At the time, Washington renewed the position adopted by the United Nations in its various councils and agencies, especially those concerned with the affairs of Syrian refugees, pertaining to the need to provide conditions for the voluntary and safe return of refugees and to reveal the fate of detainees and missing persons, especially those who have decided to return in the past two years to relatively safer areas, estimated at more than 30,000, in addition to about 150,000 detainees and missing persons since 2011 to date.

On the sidelines of the Damascus conference, Moscow reiterated its support for holding the Syrian presidential elections on time, a position that Tehran also officially adopts. Iranian President Hassan Rouhani conveyed it a few days ago to Syrian Foreign Minister Faisal Mikdad in Tehran. This is regardless of the outcome of the Syrian Constitutional Committee meetings that are still taking place and turning in vicious circles, without any hope that a new Syrian constitution will be drafted one day, or even an understanding will be reached on the mechanisms of the political process.

One of the most important results of the Damascus conference was the announcement by the Lebanese government of its intention to host the next round of the refugee conference in Beirut, no later than the end of next month, in order to confirm Lebanon’s partnership in the Russian-Syrian political effort. The Lebanese position aims to ensure Lebanon can use the Syrian refugee card in the Syrian ballot boxes that will open on the date of the presidential elections and receive about half a million votes, in favor of Assad.

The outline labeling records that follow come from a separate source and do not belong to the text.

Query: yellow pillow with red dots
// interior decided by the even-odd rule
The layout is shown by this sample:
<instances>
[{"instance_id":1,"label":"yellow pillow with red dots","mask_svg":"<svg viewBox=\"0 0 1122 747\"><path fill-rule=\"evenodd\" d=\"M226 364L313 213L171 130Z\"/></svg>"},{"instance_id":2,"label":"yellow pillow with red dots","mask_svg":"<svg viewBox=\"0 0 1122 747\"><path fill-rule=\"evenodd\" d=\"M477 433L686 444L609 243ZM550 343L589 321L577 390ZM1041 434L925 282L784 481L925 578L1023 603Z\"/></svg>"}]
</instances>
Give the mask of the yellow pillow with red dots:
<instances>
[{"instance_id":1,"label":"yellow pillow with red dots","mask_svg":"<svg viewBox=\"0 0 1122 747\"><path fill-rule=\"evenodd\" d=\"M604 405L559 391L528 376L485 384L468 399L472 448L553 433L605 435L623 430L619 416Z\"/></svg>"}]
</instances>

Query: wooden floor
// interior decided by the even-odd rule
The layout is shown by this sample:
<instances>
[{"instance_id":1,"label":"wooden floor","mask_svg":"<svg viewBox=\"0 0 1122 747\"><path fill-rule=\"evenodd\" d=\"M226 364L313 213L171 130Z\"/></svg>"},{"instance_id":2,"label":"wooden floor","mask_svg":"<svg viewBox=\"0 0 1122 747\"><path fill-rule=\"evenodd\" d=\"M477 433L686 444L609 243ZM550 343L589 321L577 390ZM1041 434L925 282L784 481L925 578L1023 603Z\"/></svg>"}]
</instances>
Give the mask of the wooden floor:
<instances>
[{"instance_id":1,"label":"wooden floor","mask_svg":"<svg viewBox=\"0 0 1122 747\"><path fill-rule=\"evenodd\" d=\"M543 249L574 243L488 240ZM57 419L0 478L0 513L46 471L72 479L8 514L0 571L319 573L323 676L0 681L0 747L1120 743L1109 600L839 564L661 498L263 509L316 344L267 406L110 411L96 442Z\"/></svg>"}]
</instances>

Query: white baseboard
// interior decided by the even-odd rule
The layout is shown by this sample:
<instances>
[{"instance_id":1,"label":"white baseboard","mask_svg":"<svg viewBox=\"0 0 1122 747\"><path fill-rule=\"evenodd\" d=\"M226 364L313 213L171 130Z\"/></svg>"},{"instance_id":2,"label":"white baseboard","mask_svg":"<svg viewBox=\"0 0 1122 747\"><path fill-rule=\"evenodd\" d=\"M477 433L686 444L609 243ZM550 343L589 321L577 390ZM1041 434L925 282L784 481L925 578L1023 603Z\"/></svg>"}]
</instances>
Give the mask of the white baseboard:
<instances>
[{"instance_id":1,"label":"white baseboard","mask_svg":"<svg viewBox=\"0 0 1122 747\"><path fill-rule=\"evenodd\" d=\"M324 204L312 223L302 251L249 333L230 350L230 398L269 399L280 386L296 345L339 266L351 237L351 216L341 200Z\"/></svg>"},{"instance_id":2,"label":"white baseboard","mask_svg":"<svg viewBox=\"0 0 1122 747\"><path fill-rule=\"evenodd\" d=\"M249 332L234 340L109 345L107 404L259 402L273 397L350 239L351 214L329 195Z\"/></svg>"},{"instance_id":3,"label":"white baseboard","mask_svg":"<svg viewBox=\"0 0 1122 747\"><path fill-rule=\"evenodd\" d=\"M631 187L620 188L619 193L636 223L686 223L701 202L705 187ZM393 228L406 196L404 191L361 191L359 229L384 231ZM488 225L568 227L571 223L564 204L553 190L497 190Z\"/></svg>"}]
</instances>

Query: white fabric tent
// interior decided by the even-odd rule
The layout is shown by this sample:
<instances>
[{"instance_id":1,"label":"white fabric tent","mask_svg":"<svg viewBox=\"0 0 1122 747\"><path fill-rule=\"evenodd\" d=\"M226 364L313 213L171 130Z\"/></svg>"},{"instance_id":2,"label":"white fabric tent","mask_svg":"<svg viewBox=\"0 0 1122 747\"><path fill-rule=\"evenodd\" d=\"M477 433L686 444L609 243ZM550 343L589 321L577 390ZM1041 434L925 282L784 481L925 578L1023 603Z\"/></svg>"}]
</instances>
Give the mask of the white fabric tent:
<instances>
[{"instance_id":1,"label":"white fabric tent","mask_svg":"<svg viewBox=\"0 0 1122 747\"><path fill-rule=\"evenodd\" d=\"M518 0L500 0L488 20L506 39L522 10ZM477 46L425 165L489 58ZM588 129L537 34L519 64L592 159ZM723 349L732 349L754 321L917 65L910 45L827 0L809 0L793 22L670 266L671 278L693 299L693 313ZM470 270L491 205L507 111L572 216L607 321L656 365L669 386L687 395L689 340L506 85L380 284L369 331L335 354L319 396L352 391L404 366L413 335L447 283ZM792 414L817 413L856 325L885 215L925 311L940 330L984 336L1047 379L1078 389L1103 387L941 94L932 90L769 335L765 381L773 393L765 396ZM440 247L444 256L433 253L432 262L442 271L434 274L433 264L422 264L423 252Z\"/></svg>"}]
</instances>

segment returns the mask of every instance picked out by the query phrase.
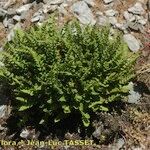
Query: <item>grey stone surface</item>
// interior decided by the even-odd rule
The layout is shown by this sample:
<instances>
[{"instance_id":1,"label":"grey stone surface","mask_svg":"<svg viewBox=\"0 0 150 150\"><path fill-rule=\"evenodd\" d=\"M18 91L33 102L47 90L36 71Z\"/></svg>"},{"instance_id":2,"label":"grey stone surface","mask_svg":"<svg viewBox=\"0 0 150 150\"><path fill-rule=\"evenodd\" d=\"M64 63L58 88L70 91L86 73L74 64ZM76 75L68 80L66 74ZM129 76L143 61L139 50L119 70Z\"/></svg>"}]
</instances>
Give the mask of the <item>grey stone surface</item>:
<instances>
[{"instance_id":1,"label":"grey stone surface","mask_svg":"<svg viewBox=\"0 0 150 150\"><path fill-rule=\"evenodd\" d=\"M96 23L91 9L84 1L74 3L71 6L71 10L81 23L91 25L94 25Z\"/></svg>"},{"instance_id":2,"label":"grey stone surface","mask_svg":"<svg viewBox=\"0 0 150 150\"><path fill-rule=\"evenodd\" d=\"M50 5L60 5L64 2L64 0L43 0L43 2Z\"/></svg>"},{"instance_id":3,"label":"grey stone surface","mask_svg":"<svg viewBox=\"0 0 150 150\"><path fill-rule=\"evenodd\" d=\"M38 21L43 21L44 20L44 15L42 10L38 10L36 13L34 13L31 22L38 22Z\"/></svg>"},{"instance_id":4,"label":"grey stone surface","mask_svg":"<svg viewBox=\"0 0 150 150\"><path fill-rule=\"evenodd\" d=\"M131 51L137 52L140 49L139 41L132 34L125 34L123 39Z\"/></svg>"},{"instance_id":5,"label":"grey stone surface","mask_svg":"<svg viewBox=\"0 0 150 150\"><path fill-rule=\"evenodd\" d=\"M6 14L7 14L7 11L6 11L6 10L4 10L4 9L2 9L2 8L0 8L0 18L5 17L5 16L6 16Z\"/></svg>"},{"instance_id":6,"label":"grey stone surface","mask_svg":"<svg viewBox=\"0 0 150 150\"><path fill-rule=\"evenodd\" d=\"M115 16L117 13L118 13L118 12L117 12L116 10L114 10L114 9L109 9L109 10L105 11L106 16L108 16L108 17L113 17L113 16Z\"/></svg>"},{"instance_id":7,"label":"grey stone surface","mask_svg":"<svg viewBox=\"0 0 150 150\"><path fill-rule=\"evenodd\" d=\"M9 34L7 35L7 40L11 41L15 35L15 30L17 29L21 29L21 24L18 22L9 32Z\"/></svg>"},{"instance_id":8,"label":"grey stone surface","mask_svg":"<svg viewBox=\"0 0 150 150\"><path fill-rule=\"evenodd\" d=\"M90 7L94 7L95 6L95 2L94 0L84 0Z\"/></svg>"},{"instance_id":9,"label":"grey stone surface","mask_svg":"<svg viewBox=\"0 0 150 150\"><path fill-rule=\"evenodd\" d=\"M44 13L54 12L57 8L58 8L58 5L45 4L43 5L43 12Z\"/></svg>"},{"instance_id":10,"label":"grey stone surface","mask_svg":"<svg viewBox=\"0 0 150 150\"><path fill-rule=\"evenodd\" d=\"M24 12L27 12L31 8L31 6L32 6L32 4L23 5L23 6L19 7L18 9L16 9L16 13L22 14Z\"/></svg>"},{"instance_id":11,"label":"grey stone surface","mask_svg":"<svg viewBox=\"0 0 150 150\"><path fill-rule=\"evenodd\" d=\"M7 113L7 105L1 105L0 106L0 118L6 117Z\"/></svg>"},{"instance_id":12,"label":"grey stone surface","mask_svg":"<svg viewBox=\"0 0 150 150\"><path fill-rule=\"evenodd\" d=\"M105 4L109 4L111 2L113 2L114 0L103 0Z\"/></svg>"},{"instance_id":13,"label":"grey stone surface","mask_svg":"<svg viewBox=\"0 0 150 150\"><path fill-rule=\"evenodd\" d=\"M134 6L130 7L128 11L135 15L142 15L145 13L145 10L140 2L137 2Z\"/></svg>"}]
</instances>

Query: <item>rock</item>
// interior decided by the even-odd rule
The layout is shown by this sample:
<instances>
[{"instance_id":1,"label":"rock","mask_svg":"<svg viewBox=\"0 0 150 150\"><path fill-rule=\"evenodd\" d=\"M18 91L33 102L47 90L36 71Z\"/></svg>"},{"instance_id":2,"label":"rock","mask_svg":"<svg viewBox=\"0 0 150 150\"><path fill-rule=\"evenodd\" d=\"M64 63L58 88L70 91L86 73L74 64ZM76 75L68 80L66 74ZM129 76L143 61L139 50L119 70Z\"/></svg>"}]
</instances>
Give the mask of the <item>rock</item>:
<instances>
[{"instance_id":1,"label":"rock","mask_svg":"<svg viewBox=\"0 0 150 150\"><path fill-rule=\"evenodd\" d=\"M147 1L147 8L150 11L150 0Z\"/></svg>"},{"instance_id":2,"label":"rock","mask_svg":"<svg viewBox=\"0 0 150 150\"><path fill-rule=\"evenodd\" d=\"M38 22L38 21L43 21L44 20L44 15L42 10L37 11L36 13L34 13L31 22Z\"/></svg>"},{"instance_id":3,"label":"rock","mask_svg":"<svg viewBox=\"0 0 150 150\"><path fill-rule=\"evenodd\" d=\"M105 4L109 4L111 2L113 2L114 0L103 0Z\"/></svg>"},{"instance_id":4,"label":"rock","mask_svg":"<svg viewBox=\"0 0 150 150\"><path fill-rule=\"evenodd\" d=\"M8 9L11 5L14 5L17 0L8 0L8 2L4 5L4 9Z\"/></svg>"},{"instance_id":5,"label":"rock","mask_svg":"<svg viewBox=\"0 0 150 150\"><path fill-rule=\"evenodd\" d=\"M0 118L5 118L7 114L7 105L0 106Z\"/></svg>"},{"instance_id":6,"label":"rock","mask_svg":"<svg viewBox=\"0 0 150 150\"><path fill-rule=\"evenodd\" d=\"M27 12L31 8L31 6L32 6L32 4L23 5L23 6L19 7L18 9L16 9L16 13L22 14L24 12Z\"/></svg>"},{"instance_id":7,"label":"rock","mask_svg":"<svg viewBox=\"0 0 150 150\"><path fill-rule=\"evenodd\" d=\"M142 4L139 2L137 2L133 7L130 7L128 9L128 11L135 14L135 15L142 15L145 13L145 10L142 7Z\"/></svg>"},{"instance_id":8,"label":"rock","mask_svg":"<svg viewBox=\"0 0 150 150\"><path fill-rule=\"evenodd\" d=\"M112 145L112 150L119 150L123 147L124 144L125 144L124 139L120 138L117 140L115 144Z\"/></svg>"},{"instance_id":9,"label":"rock","mask_svg":"<svg viewBox=\"0 0 150 150\"><path fill-rule=\"evenodd\" d=\"M13 17L13 19L14 19L15 21L19 22L19 21L21 21L21 16L15 15L15 16Z\"/></svg>"},{"instance_id":10,"label":"rock","mask_svg":"<svg viewBox=\"0 0 150 150\"><path fill-rule=\"evenodd\" d=\"M137 52L140 49L140 43L132 34L125 34L123 39L131 51Z\"/></svg>"},{"instance_id":11,"label":"rock","mask_svg":"<svg viewBox=\"0 0 150 150\"><path fill-rule=\"evenodd\" d=\"M118 23L116 17L109 17L109 23L112 25L116 25Z\"/></svg>"},{"instance_id":12,"label":"rock","mask_svg":"<svg viewBox=\"0 0 150 150\"><path fill-rule=\"evenodd\" d=\"M20 133L20 137L22 137L24 139L28 138L29 135L30 135L30 132L27 129L22 130L22 132Z\"/></svg>"},{"instance_id":13,"label":"rock","mask_svg":"<svg viewBox=\"0 0 150 150\"><path fill-rule=\"evenodd\" d=\"M13 9L13 8L10 8L10 9L7 10L7 14L8 14L9 16L15 15L15 14L16 14L16 10Z\"/></svg>"},{"instance_id":14,"label":"rock","mask_svg":"<svg viewBox=\"0 0 150 150\"><path fill-rule=\"evenodd\" d=\"M9 34L7 35L7 40L11 41L15 35L15 30L17 29L21 29L21 24L18 22L9 32Z\"/></svg>"},{"instance_id":15,"label":"rock","mask_svg":"<svg viewBox=\"0 0 150 150\"><path fill-rule=\"evenodd\" d=\"M91 9L84 1L74 3L71 7L71 10L81 23L91 25L96 23Z\"/></svg>"},{"instance_id":16,"label":"rock","mask_svg":"<svg viewBox=\"0 0 150 150\"><path fill-rule=\"evenodd\" d=\"M14 26L14 20L12 18L7 18L5 17L5 19L3 20L3 25L5 28L9 28L11 29Z\"/></svg>"},{"instance_id":17,"label":"rock","mask_svg":"<svg viewBox=\"0 0 150 150\"><path fill-rule=\"evenodd\" d=\"M37 139L40 135L40 132L35 133L35 129L23 129L20 133L20 137L24 139Z\"/></svg>"},{"instance_id":18,"label":"rock","mask_svg":"<svg viewBox=\"0 0 150 150\"><path fill-rule=\"evenodd\" d=\"M50 12L54 12L56 9L58 8L58 5L43 5L43 12L46 13L50 13Z\"/></svg>"},{"instance_id":19,"label":"rock","mask_svg":"<svg viewBox=\"0 0 150 150\"><path fill-rule=\"evenodd\" d=\"M7 11L0 8L0 18L4 18L6 16L6 14L7 14Z\"/></svg>"},{"instance_id":20,"label":"rock","mask_svg":"<svg viewBox=\"0 0 150 150\"><path fill-rule=\"evenodd\" d=\"M96 139L100 139L101 137L101 134L102 134L102 127L98 127L94 132L93 132L93 136L96 138Z\"/></svg>"},{"instance_id":21,"label":"rock","mask_svg":"<svg viewBox=\"0 0 150 150\"><path fill-rule=\"evenodd\" d=\"M90 7L95 6L95 2L93 0L84 0Z\"/></svg>"},{"instance_id":22,"label":"rock","mask_svg":"<svg viewBox=\"0 0 150 150\"><path fill-rule=\"evenodd\" d=\"M113 10L113 9L109 9L109 10L105 11L105 14L106 14L107 17L113 17L113 16L115 16L117 13L118 13L118 12L115 11L115 10Z\"/></svg>"},{"instance_id":23,"label":"rock","mask_svg":"<svg viewBox=\"0 0 150 150\"><path fill-rule=\"evenodd\" d=\"M108 18L106 16L99 16L97 19L97 24L105 26L108 23Z\"/></svg>"},{"instance_id":24,"label":"rock","mask_svg":"<svg viewBox=\"0 0 150 150\"><path fill-rule=\"evenodd\" d=\"M141 17L141 18L138 20L138 23L140 23L141 25L146 25L146 24L147 24L147 19Z\"/></svg>"},{"instance_id":25,"label":"rock","mask_svg":"<svg viewBox=\"0 0 150 150\"><path fill-rule=\"evenodd\" d=\"M129 13L128 11L123 12L124 18L129 22L135 21L136 17L132 13Z\"/></svg>"},{"instance_id":26,"label":"rock","mask_svg":"<svg viewBox=\"0 0 150 150\"><path fill-rule=\"evenodd\" d=\"M63 7L63 5L60 5L60 7L58 7L58 11L59 13L63 14L63 15L67 15L67 10Z\"/></svg>"},{"instance_id":27,"label":"rock","mask_svg":"<svg viewBox=\"0 0 150 150\"><path fill-rule=\"evenodd\" d=\"M43 2L50 5L60 5L64 2L64 0L43 0Z\"/></svg>"}]
</instances>

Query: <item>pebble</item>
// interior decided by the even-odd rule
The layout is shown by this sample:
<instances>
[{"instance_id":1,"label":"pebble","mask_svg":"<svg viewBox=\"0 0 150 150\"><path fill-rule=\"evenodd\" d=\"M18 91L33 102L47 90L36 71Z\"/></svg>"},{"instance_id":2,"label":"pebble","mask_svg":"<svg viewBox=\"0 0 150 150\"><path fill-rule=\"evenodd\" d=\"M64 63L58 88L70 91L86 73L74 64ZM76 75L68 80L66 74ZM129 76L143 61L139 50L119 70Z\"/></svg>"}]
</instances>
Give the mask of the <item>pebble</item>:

The National Coalition for Syrian Revolutionary and Opposition Forces, which became aware of the Russian-Syrian intentions, took the initiative, based on direct and hasty Western advice, to form an elections commission that would contact voters in countries of asylum, guide them and train them to go through such an experience, or at least warn them of the regime’s attempts to infiltrate them. However, that rushed decision immediately fell under the pressure of the Syrian opposition, which has never and will never accept the idea of ​​participating in an electoral process while Assad is in power. More importantly, the opposition is not ready to come to terms with the idea that the international community would stoop so low as to invite refugees to cast their votes abroad, on the promise that Assad will be brought down by the power of those votes.

A number of members of the US House of Representatives moved, a few days ago, to advance a bill calling on the administration of President-elect Joe Biden not to recognize the legitimacy of the Assad regime and its right to run for the next presidential elections, at a time when it seems that the new US administration is heading towards increasing pressure on the Russians and the Syrian regime, in order to provide an adequate basis for a bilateral settlement that would lead to an end to the Syrian war.

The political bickering between Moscow and Washington is escalating day after day, under the rubric of the battle for the Syrian presidency, and whether refugees can or should be included in the voting process, and whether the United Nations is qualified to organize that process in countries of asylum, except for Lebanon, of course, where the results are already ready, same as the results in the regime-controlled areas.

The situation begs a few questions, including whether Assad has the right to run, and whether it is possible to find competing candidates abroad, maybe someone belonging to the Syrian opposition, whose members have begun to dream of returning to the homeland on a presidential horse.